Si les pierres pouvaient parler, elles raconteraient avec verve et panache la formidable épopée de l’hôpital-prieuré Saint-Jacques de Bordeaux. Invisible depuis la rue au regard des passants, cet édifice, qui mesure une soixantaine de mètres de long et qui est aujourd’hui utilisé comme garage, était à l’origine une église. C’est le dernier vestige de l’hôpital-prieuré Saint-Jacques de Bordeaux. Construit au XIIe siècle, il servait d’établissement d’accueil aux pèlerins de Saint-Jacques de Compostelle.

GoogleMaps

« Dans les textes, l’hôpital est plus souvent nommé Saint-James que Saint-Jacques, selon une graphie dérivée du gascon Jacmes », rapportait il y a quelques années Samuel Drapeau, docteur en histoire de l’art médiéval. Comme la plupart des hôpitaux de la banlieue bordelaise et des Landes, ce prieuré-hôpital fut fondé « pour l’accueil des pèlerins mais aussi pour celui des pauvres et des femmes enceintes ». « C’est Guillaume IX dit le premier Troubadour, le grand-père d’Aliénor d’Aquitaine, qui est à l’origine de cet édifice », explique à Aleteia Guilhem Pépin, historien médiéviste diplômé de l’université d’Oxford et fondateur du collectif 1120 – Sauvons l’église Saint-Jacques de Bordeaux, qui vise à faire classer l’édifice aux monuments historiques. « C’était un hôpital autonome qui dépendait de la cathédrale avec un prieur et des frères », détaille-t-il. « Ils s’occupaient d’accueillir les pèlerins, de les nourrir, de les soigner et, le cas échéant, de les enterrer dans leur cimetière ».

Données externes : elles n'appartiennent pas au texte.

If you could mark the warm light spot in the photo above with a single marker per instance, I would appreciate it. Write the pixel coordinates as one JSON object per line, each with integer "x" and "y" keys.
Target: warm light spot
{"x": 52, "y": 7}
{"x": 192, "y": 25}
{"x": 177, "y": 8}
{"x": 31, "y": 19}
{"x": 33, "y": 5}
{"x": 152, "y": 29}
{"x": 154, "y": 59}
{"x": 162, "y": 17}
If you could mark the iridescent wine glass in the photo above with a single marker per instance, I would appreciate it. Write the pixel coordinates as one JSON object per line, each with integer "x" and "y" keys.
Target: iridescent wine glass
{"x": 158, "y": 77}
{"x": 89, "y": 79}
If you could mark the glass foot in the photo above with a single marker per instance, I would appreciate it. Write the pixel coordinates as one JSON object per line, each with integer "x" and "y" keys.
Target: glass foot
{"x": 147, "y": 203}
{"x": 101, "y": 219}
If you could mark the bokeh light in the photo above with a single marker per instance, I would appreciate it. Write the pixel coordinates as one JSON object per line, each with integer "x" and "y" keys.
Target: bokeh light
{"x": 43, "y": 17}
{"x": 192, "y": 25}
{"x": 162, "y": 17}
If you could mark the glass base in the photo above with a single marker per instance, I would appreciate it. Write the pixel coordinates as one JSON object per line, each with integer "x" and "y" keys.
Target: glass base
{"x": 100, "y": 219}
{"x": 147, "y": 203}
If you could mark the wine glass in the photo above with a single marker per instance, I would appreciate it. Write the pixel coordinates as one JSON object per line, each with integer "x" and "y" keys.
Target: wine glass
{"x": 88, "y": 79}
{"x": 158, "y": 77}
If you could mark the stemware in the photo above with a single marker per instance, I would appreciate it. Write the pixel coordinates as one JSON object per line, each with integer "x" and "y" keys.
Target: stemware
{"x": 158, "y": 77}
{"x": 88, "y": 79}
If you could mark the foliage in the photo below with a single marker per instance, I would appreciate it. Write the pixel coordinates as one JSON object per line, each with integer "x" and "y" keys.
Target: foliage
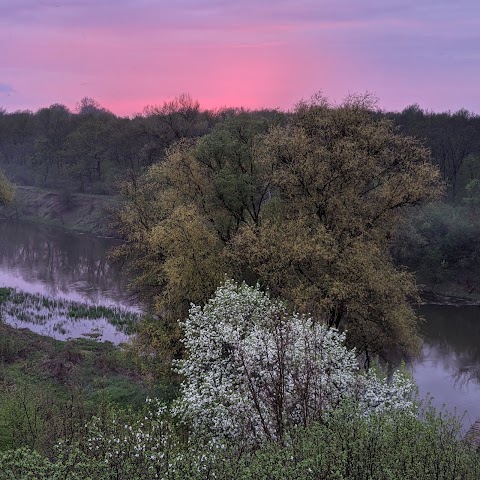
{"x": 346, "y": 446}
{"x": 441, "y": 243}
{"x": 307, "y": 205}
{"x": 253, "y": 370}
{"x": 7, "y": 192}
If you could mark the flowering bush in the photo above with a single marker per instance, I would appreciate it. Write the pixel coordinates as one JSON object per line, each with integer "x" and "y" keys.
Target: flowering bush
{"x": 252, "y": 369}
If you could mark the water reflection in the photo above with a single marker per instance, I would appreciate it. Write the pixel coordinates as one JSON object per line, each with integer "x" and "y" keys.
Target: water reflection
{"x": 40, "y": 259}
{"x": 450, "y": 366}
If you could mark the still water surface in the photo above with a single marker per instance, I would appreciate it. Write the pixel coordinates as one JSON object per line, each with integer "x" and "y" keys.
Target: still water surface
{"x": 38, "y": 259}
{"x": 43, "y": 260}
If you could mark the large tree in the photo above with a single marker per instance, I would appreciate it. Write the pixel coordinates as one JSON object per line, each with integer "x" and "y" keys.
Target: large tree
{"x": 7, "y": 191}
{"x": 307, "y": 207}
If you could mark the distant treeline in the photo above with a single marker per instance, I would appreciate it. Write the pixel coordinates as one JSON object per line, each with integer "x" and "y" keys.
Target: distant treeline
{"x": 91, "y": 149}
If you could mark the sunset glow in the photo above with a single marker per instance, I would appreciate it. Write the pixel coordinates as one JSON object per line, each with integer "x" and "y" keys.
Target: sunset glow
{"x": 128, "y": 54}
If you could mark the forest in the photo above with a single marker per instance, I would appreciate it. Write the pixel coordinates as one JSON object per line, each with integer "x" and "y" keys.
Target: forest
{"x": 279, "y": 256}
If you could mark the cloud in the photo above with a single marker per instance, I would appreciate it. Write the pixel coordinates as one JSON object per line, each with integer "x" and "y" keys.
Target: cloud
{"x": 6, "y": 88}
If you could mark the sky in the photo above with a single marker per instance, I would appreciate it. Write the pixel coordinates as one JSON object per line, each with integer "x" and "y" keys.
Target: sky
{"x": 128, "y": 54}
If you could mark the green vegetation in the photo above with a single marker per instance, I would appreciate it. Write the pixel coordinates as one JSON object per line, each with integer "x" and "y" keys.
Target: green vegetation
{"x": 345, "y": 446}
{"x": 324, "y": 207}
{"x": 7, "y": 191}
{"x": 56, "y": 433}
{"x": 77, "y": 212}
{"x": 307, "y": 208}
{"x": 49, "y": 389}
{"x": 39, "y": 309}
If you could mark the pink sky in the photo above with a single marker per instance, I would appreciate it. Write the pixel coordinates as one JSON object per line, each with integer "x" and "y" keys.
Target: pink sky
{"x": 127, "y": 54}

À la seconde moitié du XVIe siècle, les jésuites prennent le relais. « À cette époque-là, le nombre de pèlerins est en chute libre », explique Guilhem Pépin. « Et, par conséquent, c’est aussi le cas des donations ». L’hôpital étant en banqueroute, ce sont les jésuites qui s’y installent. S’ils continuent de ce côté-ci de la rue l’accueil des pèlerins, de l’autre, ils créent une école, « qui est devenue aujourd’hui le lycée Montaigne ».

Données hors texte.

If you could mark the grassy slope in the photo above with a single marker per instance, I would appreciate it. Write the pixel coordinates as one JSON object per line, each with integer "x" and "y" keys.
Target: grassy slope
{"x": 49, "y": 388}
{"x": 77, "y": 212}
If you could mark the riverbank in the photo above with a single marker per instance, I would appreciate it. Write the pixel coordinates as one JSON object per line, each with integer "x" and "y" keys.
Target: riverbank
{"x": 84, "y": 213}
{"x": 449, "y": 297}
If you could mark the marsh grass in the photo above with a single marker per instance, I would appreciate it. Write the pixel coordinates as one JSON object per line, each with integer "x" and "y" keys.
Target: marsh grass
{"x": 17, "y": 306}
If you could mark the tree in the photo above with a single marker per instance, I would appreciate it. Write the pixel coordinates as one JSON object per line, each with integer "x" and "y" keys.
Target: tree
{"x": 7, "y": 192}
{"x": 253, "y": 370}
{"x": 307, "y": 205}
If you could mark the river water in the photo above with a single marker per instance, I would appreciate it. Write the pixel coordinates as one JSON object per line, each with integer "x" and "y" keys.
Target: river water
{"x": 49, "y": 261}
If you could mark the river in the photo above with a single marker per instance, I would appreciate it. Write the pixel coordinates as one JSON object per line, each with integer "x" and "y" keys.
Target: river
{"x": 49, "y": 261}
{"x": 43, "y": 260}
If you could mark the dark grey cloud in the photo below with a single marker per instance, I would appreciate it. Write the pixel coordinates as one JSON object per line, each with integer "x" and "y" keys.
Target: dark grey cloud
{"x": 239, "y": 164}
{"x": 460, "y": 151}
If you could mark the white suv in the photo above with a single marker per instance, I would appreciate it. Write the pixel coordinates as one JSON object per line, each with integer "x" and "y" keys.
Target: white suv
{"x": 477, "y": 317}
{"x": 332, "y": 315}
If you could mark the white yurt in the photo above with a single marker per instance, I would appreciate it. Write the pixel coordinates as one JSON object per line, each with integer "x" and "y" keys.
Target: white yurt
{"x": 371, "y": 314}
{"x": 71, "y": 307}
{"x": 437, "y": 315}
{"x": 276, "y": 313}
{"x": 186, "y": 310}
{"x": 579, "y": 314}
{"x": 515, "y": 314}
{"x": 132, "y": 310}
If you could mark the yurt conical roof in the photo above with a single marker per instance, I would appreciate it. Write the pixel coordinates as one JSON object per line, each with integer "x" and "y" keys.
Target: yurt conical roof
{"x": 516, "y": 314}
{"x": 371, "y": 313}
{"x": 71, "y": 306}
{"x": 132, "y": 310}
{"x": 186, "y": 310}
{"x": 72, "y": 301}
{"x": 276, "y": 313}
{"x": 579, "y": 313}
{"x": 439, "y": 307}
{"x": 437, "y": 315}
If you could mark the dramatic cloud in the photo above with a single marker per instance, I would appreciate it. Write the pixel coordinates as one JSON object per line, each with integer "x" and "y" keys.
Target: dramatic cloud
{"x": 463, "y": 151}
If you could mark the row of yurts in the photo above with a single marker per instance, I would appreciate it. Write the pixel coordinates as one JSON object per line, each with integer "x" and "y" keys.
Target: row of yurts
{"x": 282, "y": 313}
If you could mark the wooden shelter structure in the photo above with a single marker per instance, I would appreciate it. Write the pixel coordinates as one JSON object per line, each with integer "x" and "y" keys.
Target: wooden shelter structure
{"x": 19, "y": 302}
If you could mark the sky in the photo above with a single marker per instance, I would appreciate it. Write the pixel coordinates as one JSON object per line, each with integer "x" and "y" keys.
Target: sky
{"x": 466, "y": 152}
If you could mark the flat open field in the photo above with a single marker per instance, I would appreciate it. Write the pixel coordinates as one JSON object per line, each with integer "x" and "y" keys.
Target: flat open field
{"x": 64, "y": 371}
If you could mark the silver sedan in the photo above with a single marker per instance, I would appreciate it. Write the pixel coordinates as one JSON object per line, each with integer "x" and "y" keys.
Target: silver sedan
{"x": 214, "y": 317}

« Il s’agit très certainement de l’ensemble médiéval le plus méconnu de la ville ! »

Mais, nouveau rebondissement historique, dans les années 1760, Louis XV expulse les jésuites de France et leurs biens sont confisqués. « L’édifice a été vendu avant la Révolution française à des particuliers. On ne sait pas grand chose à part que l’église a été transformée à un moment donné en théâtre », reprend l’historien. « Une photo prise à la fin des années 1970 nous laisse penser qu’elle a été transformée en garage à ce moment-là ». En 2001, la voûte du chœur s’est écroulée à cause d’une poutre de la toiture, précipitant au sol une statue polychrome de saint Jacques datant du XVe siècle. « Heureusement, elle a été très peu endommagée », rassure Guilhem Pépin. Mais l’urgence de préserver ce lieu chargé d’histoire se fait sentir.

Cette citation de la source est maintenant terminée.